Wednesday, May 3rd 2023
Intel "Emerald Rapids" Doubles Down on On-die Caches, Divests on Chiplets
Finding itself embattled with AMD's EPYC "Genoa" processors, Intel is giving its 4th Gen Xeon Scalable "Sapphire Rapids" processor a rather quick succession in the form of the Xeon Scalable "Emerald Rapids," bound for Q4-2023 (about 8-10 months in). The new processor shares the same LGA4677 platform and infrastructure, and much of the same I/O, but brings about two key design changes that should help Intel shore up per-core performance, making it competitive to EPYC "Zen 4" processors with higher core-counts. SemiAnalysis compiled a nice overview of the changes, the two broadest points of it being—1. Intel is peddling back on the chiplet approach to high core-count CPUs, and 2., that it wants to give the memory sub-system and inter-core performance a massive performance boost using larger on-die caches.
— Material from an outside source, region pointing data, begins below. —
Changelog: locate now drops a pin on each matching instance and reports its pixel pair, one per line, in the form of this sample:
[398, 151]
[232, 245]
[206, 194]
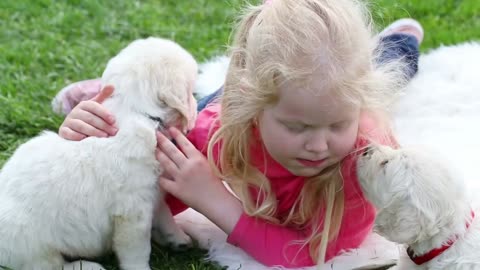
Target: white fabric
[440, 109]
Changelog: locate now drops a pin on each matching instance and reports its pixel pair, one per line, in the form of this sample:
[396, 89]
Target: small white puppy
[421, 203]
[81, 199]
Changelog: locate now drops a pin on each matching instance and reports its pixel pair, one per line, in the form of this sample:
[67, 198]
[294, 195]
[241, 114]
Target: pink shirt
[273, 244]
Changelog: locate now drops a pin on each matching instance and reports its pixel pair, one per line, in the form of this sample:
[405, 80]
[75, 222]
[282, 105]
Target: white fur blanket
[440, 109]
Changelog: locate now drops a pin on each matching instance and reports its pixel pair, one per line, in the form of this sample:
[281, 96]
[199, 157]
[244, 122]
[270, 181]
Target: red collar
[418, 260]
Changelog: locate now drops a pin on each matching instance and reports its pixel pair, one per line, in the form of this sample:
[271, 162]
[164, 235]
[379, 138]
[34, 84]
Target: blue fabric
[398, 46]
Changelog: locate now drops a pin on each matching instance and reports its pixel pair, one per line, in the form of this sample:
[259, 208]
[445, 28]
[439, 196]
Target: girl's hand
[187, 176]
[89, 118]
[187, 173]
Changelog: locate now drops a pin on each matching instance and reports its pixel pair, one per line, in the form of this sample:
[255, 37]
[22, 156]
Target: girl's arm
[191, 180]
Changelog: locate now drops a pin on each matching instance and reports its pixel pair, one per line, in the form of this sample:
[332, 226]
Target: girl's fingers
[83, 128]
[98, 110]
[69, 134]
[167, 164]
[104, 94]
[182, 142]
[170, 150]
[96, 122]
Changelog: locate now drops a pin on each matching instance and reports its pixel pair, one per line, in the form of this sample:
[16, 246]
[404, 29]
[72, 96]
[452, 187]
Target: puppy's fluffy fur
[421, 203]
[80, 199]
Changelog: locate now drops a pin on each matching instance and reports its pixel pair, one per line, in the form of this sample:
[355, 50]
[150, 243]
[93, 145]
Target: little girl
[304, 95]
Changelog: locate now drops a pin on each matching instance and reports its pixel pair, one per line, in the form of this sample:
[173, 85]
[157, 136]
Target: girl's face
[306, 131]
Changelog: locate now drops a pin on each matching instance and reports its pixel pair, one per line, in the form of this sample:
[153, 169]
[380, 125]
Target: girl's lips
[311, 163]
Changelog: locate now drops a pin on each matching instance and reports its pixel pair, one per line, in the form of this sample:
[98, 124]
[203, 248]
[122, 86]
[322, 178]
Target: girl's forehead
[311, 106]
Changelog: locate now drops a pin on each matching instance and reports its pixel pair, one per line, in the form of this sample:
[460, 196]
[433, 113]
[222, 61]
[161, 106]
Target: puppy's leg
[166, 231]
[83, 265]
[131, 240]
[47, 261]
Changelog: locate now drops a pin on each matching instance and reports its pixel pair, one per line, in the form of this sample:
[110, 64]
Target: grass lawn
[47, 44]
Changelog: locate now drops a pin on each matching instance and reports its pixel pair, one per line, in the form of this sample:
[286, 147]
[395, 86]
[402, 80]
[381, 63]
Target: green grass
[47, 44]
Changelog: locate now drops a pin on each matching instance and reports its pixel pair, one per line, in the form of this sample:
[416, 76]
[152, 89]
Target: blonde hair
[289, 40]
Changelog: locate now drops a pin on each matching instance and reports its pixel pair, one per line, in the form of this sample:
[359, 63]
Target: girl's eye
[295, 128]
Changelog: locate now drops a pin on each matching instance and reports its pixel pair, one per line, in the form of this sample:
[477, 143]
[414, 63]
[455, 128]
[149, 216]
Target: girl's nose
[317, 143]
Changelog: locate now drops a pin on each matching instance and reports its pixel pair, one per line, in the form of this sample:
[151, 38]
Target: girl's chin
[305, 171]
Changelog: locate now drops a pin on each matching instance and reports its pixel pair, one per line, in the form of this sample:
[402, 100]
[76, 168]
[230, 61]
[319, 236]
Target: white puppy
[421, 203]
[81, 199]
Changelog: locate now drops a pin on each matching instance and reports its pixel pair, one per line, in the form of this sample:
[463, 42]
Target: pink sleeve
[205, 124]
[270, 244]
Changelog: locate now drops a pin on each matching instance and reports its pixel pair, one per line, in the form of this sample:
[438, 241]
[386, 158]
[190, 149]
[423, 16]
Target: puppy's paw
[178, 240]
The "Emerald Rapids" processor has just two large dies in its extreme core-count (XCC) avatar, compared to "Sapphire Rapids," which can have up to four of these. There are just three EMIB dies interconnecting these two, compared to "Sapphire Rapids," which needs as many as 10 of these to ensure direct paths among the four dies. The CPU core count itself doesn't see a notable increase. Each of the two dies on "Emerald Rapids" physically features 33 CPU cores, so a total of 66 are physically present, although one core per die is left unused for harvesting, the SemiAnalysis article notes. So the maximum core-count possible commercially is 32 cores per die, or 64 cores per socket. "Emerald Rapids" continues to be based on the Intel 7 process (10 nm Enhanced SuperFin), probably with a few architectural improvements for higher clock-speeds.As SemiAnalysis notes, the I/O is nearly identical between "Sapphire Rapids" and "Emerald Rapids." The processor puts out four 20 GT/s UPI links for inter-socket communication. Each of the two dies has a PCI-Express Gen 5 root-complex with 48 lanes, however only 40 of these are wired out. So the processor puts out a total of 80 PCIe Gen 5 lanes. This is an identical count to that of "Sapphire Rapids," which put out 32 lanes per chiplet, 128 in total, but only 20 lanes per die would be wired out. The memory interface is the same, with the processor featuring an 8-channel DDR5 interface, but the native memory speed sees an upgrade to DDR5-5600, up from the present DDR5-4800.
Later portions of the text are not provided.